Industry wage trends
Among listed industry categories, information transmission, software, and information technology services had the highest average wage in China, at RMB 177,544 (US$27,691) in the urban non-private sector and RMB 101,281 (US$15,797) in the urban private sector. Not only was this industry the most lucrative on average, but it was also the third fastest growing (10.0 percent growth) in the urban non-private sector, and the fastest growing in the urban private sector (18.7 percent growth).
The second highest paid industry was scientific research and technical services, with an average wage of RMB 177,544 (US$27,691) (4.8 percent growth) in the urban non-private sector, though it was the third highest in the urban private sector, at RMB 72,233 (US$11,266) (6.8 percent growth). In the urban private sector, finance was the second highest paid industry, at RMB 82,930 (US$12,935) (9.0 percent growth), but finance wages were still higher in the urban non-private sector, at RMB 133,390 (US$20,805) (1.5 percent growth).
Wages in the manufacturing industry had steady growth in 2020. In the urban non-private sector, the average wage was RMB 82,783 (US$12,912) (5.9 percent growth), while in the urban private sector it was RMB 57,910 (US$9,032) (9.6 percent growth).
Among companies above designated size, the average wage for manufacturing and related personnel was RMB 62,610 (US$9,765). Despite gaps in development and economic growth, manufacturing wages were relatively similar across the country, with the Eastern region at the highest (RMB 65,241) (US$10,176) and the Central region at the lowest (RMB 56,302) (US$8,781).
The accommodation and restaurants industry was among the most hard-hit industries in 2020. Already the lowest paid industry in the urban non-private sector, the average wage decreased by 3.0 percent to RMB 48,833 (US$7,616), compared to a 4.2 percent increase in 2019. In the urban private sector, wages contracted by 0.4 percent to RMB 42,258 (US$6,591).
Similarly, wages in the culture, sports, and entertainment industry in urban non-private units increased by just 4.1 percent, which was a 5.1 percentage point drop from the year before. In the urban private sector, wages in education and management of water conservancy, environment, and public facilities also declined, by -4.6 percent and -2.6 percent, respectively.
How to read the data: Separate long-term trends from short-term deviations
China’s latest wage data reflect both the short-term impacts of the COVID-19 pandemic as well as ongoing economic and labor trends that will be longer lasting.

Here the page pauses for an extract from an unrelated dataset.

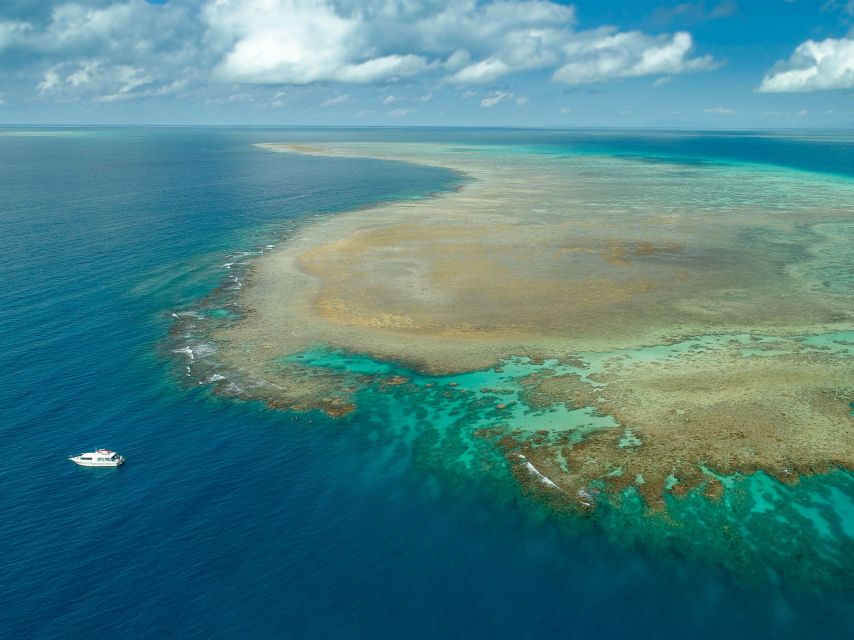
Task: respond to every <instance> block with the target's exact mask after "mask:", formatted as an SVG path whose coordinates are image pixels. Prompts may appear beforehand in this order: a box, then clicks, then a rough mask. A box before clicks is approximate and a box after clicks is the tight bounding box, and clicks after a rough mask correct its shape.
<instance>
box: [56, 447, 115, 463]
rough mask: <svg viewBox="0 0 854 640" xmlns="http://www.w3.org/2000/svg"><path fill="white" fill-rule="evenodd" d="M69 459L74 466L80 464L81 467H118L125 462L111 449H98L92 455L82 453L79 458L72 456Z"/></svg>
mask: <svg viewBox="0 0 854 640" xmlns="http://www.w3.org/2000/svg"><path fill="white" fill-rule="evenodd" d="M68 459H69V460H71V462H73V463H74V464H79V465H80V466H81V467H118V466H119V465H121V464H124V462H125V459H124V458H123V457H122V456H120V455H119V454H118V453H116V452H115V451H110V450H109V449H98V450H97V451H92V452H90V453H81V454H80V455H79V456H71V457H70V458H68Z"/></svg>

As expected, industries relating to food and beverage, travel, and hospitality were among those that suffered the most from the pandemic due to closures and travel restrictions, particularly during the first half of 2020. Travel and hospitality industries will continue to face challenges in the near future because of restrictions on international travel, but China’s immense domestic tourism market will likely soften these impacts to an extent.
On the other hand, rapid wage growth in information technology industries reflects the success and dynamism of businesses in this area, particularly within the context of national efforts to develop these industries. Strong wage growth in information technology and other technical professions is indicative of increased demand for skilled workers as China moves up the value chain and invests in its services sectors.
Due to shortages of skilled workers in some specialized positions, such workers may become increasingly concentrated in the more developed Eastern region, where wages and quality of life tend to be the highest. Employers located in other regions may therefore have to pay a premium to attract talent.
Some businesses in China in low-margin industries may struggle with growing wages, and consider relocation to lower-cost alternative destinations, such as Vietnam, Indonesia, and India. However, China’s solid rate of wage growth is proof of both the country’s ability to bounce back from the COVID-19 pandemic and the vitality of the emerging high-value industries that represent its economic future.